Zambia plans to introduce stricter regulations for social media usage, communications minister Brian Mushimba told parliament on Thursday July 5. The new regulations are aimed fighting cyber crime and reduce online pornography, he said according to an AFP report.

“It is evident that social media in Zambia has become a catalyst for the detachment of members of the Zambian society from our cultural norms,” Mushimba told parliament. “Prior to the proliferation of social media, people in Zambia behaved and communicated within acceptable and expected cultural boundaries.”

It is unclear, however, whether a new set of laws will be drafted. Mushimba said Zambia already had adequate laws to police online behavior, according to a report in the Lusaka Times. Instead, his department would focus on sensitizing Zambians about responsible use of social media, but would not hesitate to prosecute perceived misuse.
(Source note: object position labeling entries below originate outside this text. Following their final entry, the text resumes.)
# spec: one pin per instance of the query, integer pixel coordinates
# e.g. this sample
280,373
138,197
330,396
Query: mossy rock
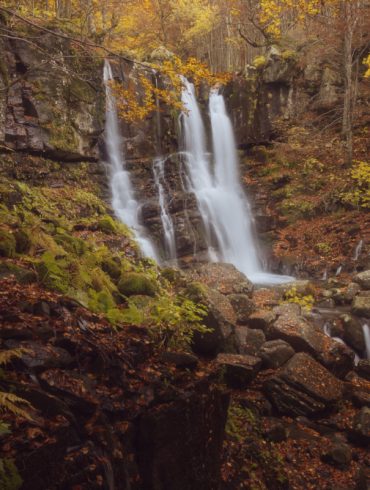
7,244
23,241
9,476
173,276
22,275
106,224
196,291
71,243
135,283
51,273
112,267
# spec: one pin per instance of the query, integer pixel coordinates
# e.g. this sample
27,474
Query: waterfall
358,250
223,206
167,224
366,331
124,204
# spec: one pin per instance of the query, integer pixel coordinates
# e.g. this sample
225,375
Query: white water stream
124,204
222,203
167,224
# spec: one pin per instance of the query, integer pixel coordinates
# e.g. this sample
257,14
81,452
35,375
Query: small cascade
167,224
124,204
222,203
358,250
366,331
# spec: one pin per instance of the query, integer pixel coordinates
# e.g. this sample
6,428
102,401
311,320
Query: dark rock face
49,107
275,353
163,444
238,370
303,387
249,341
303,336
360,433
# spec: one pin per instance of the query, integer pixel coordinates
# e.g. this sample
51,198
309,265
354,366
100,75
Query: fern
7,355
9,401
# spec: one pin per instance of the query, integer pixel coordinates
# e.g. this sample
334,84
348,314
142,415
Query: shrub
137,283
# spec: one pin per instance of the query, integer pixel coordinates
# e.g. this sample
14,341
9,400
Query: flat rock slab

Yet in January, Mushimba said he’d planned to introduce three new bills that would lead to the “productive use of internet and social media,” also according to Lusaka Times report. The bills dealt with cyber security and cyber crime, e-commerce and data protection. A similar bouquet of bills has been used in other African states to black out the internet, so Zambians tweeting with the hashtag #OpenSpaceZM have reason to be concerned.

This week, Mushimba assured Zambians that the country would not be following Uganda’s example. The Zambian government had no plans to introduce a levy on social media because the country already has enough laws to protect Zambians, he said. New policies would not infringe on Zambians’ rights, Mushimba added. The lack of clarity around the new regulations means the process could be drawn out or become obfuscated, making it difficult for Zambians to respond.

While the discussion took place in a parliamentary debate, there is still concern that Zambia’s space for public discourse is shrinking. In the current political climate, opposition politicians were arrested and harassed under arbitrary laws and critical newspapers have been silenced using the tax system. If Zambia clamps down on social media and curtails citizens’ freedom of speech, it will probably be completely legal.